Another group of iconic bass anglers are known as the “Canal Rats”. Canal Rats are dedicated to “The Big Ditch”(Cape Cod Canal) where they follow the tides and the fish using specially rigged bicycles. This group prides itself on their long distance casting and their knowledge of where the fish will be along the ditch during a particular stage of the tide. They often design and make their own plugs, or they purchase hand made plugs from their fellow Canal specialists. They are known to be a secretive, cultish bunch who have little tolerance for anglers who fail to respect the “social distancing” that has long been a key ethic of the hard core Canal Rat.
Fly Fishing
While fly-fishing for stripers is considered by many to be a new method for catching striped bass, it has actually been around for a long time, certainly a lot longer than spin casting, a method that arrived from France at the end of WWII and owes much to the invention of monofilament lines. Theodore Lyman III recorded that striped bass were being caught on flies in Buttermilk Bay back in the 1870s. During WWII the brothers Harold and Frank Gibbs began fly-fishing for striped bass in the Barrington and Warren Rivers, near their homes in Rhode Island, because they were unable to travel to Canada for salmon. At about the same time Joe Brooks and Lefty Kreh were catching striped bass with fly rods in Maryland. Back in the early 90s, I met an elderly lobsterman who told me that Ted Williams used to hire his boat to fly fish for striped bass in the North River; this would have been during the 1950s. The “Splendid Splinter” also fly fished for stripers with the Gibbs brothers and Al Brewster. Harold Gibbs and Brewster went on to found the Rhody Flyrodders in the 1960s.
By the time that I started fly fishing for striped bass and bluefish in the 1980s, technological advances in fly lines and rods had turned fly fishing into an extremely efficient way to pursue striped bass.

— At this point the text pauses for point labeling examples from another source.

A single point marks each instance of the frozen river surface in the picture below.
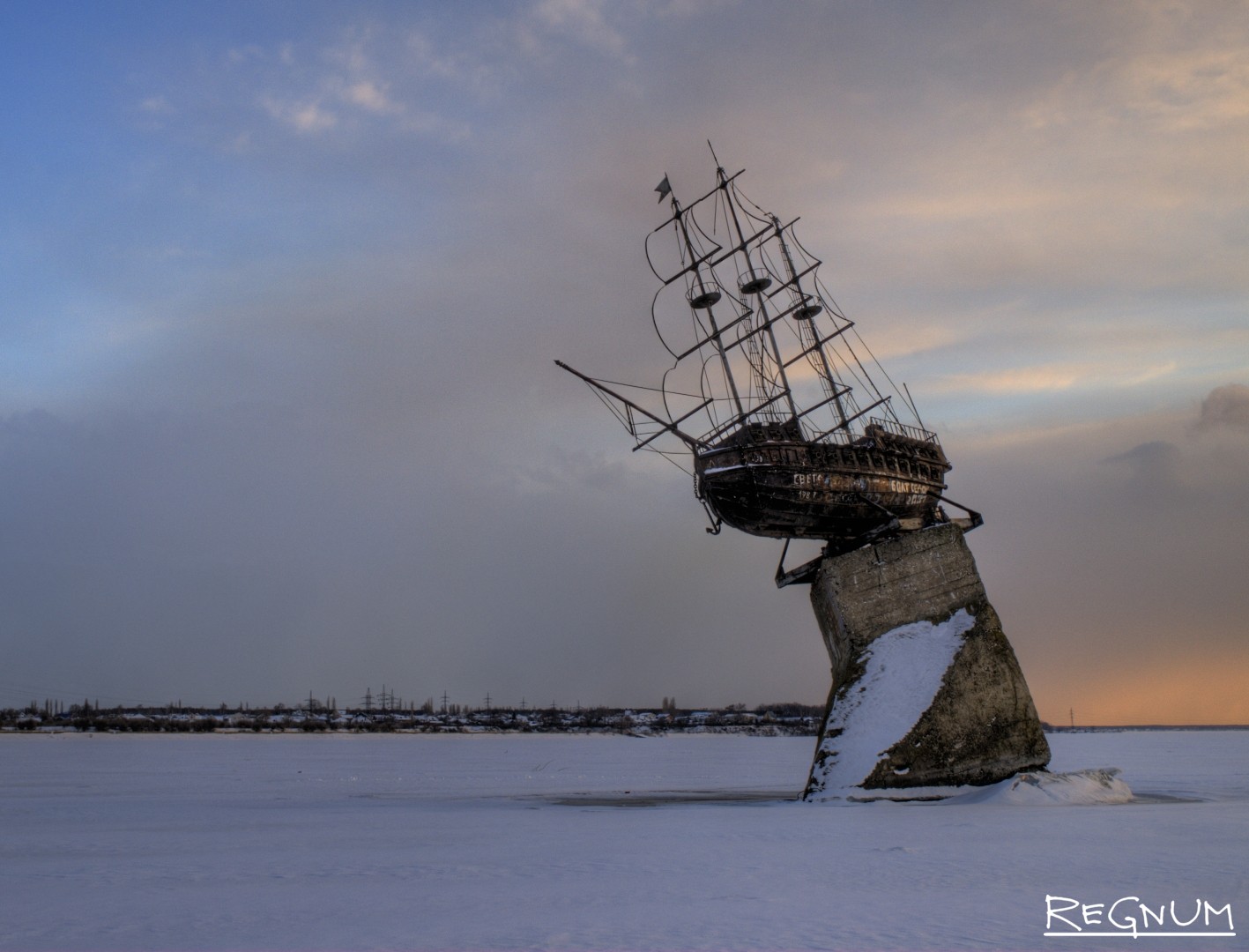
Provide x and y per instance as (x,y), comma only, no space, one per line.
(509,842)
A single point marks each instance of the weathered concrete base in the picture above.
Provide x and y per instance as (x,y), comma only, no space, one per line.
(927,691)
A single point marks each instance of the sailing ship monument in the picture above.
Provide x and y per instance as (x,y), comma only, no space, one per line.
(769,404)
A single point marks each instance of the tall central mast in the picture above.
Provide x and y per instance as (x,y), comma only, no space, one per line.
(703,299)
(755,284)
(805,317)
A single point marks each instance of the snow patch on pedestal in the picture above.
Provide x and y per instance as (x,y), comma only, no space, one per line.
(903,670)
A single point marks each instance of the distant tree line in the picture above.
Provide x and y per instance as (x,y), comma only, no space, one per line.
(316,718)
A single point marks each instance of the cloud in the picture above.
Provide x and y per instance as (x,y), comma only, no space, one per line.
(1225,407)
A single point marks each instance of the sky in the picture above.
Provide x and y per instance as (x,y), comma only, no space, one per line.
(284,283)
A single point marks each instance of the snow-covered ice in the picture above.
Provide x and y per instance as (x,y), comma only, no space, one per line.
(509,842)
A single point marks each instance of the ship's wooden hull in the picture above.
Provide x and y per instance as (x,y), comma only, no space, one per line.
(802,490)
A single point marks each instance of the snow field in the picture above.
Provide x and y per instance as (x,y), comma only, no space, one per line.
(353,842)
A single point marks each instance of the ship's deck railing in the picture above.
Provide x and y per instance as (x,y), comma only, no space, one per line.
(913,433)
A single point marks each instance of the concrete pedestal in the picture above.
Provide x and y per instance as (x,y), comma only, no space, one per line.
(926,690)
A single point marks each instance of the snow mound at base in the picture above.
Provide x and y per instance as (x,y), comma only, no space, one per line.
(1084,787)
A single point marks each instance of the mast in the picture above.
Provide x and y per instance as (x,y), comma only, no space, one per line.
(706,299)
(805,317)
(755,284)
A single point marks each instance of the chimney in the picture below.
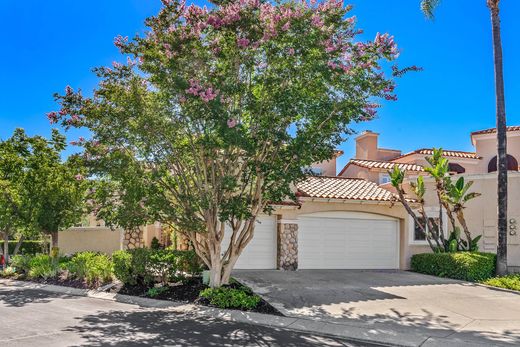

With fast sinking lines and weighted flies, like the Clouser Minnow, we were able to reach bass in water deeper than 30 feet. The heavier, longer rods needed for coping with the winds and the bigger, stronger fish of saltwater, were now far lighter and far more powerful than the bamboo and early fiberglass rods that Harold and Frank Gibbs had fished for bass with. Between the technical advances and the return of the Chesapeake striped bass in the 1990s, the popularity of fly fishing for striped bass took off, and that popularity continues to grow today.
The reasons for the popularity of fly fishing for striped bass become clear when we look (again) at the habits of the fish. Its varied diet, preference for feeding in rivers and estuaries, and for trapping its prey up against a beach front or the bank of a marsh, make it the ideal saltwater fish for the fly rodder. What the fly rod might lack in casting distance is more than made up for by its versatility. Flies can be tied to roughly imitate almost anything that a striper might eat, and given the options that floating, intermediate and sinking fly lines provide, there are many ways to present those flies. And when we consider that striped bass most often prefer to let the currents (tide) bring the food to them, well that is the type of fishing that flies and fly rods were originally designed for.
But no matter what your chosen method of fishing, the North and South Rivers are as fine a place to fish for striped bass as any on the South Shore. Whether it’s paddling a kayak out to the Spit at dawn, or catching the dropping tide at the Marshfield canoe launch, the beauty of the river is enough of a reward by itself. Feeling the hard tug of a striped bass when it hits your lure or fly is a bonus. There is a reason why the image of that long ago striped bass at Fourth Cliff stays with me. It is the setting as much as it is the fish.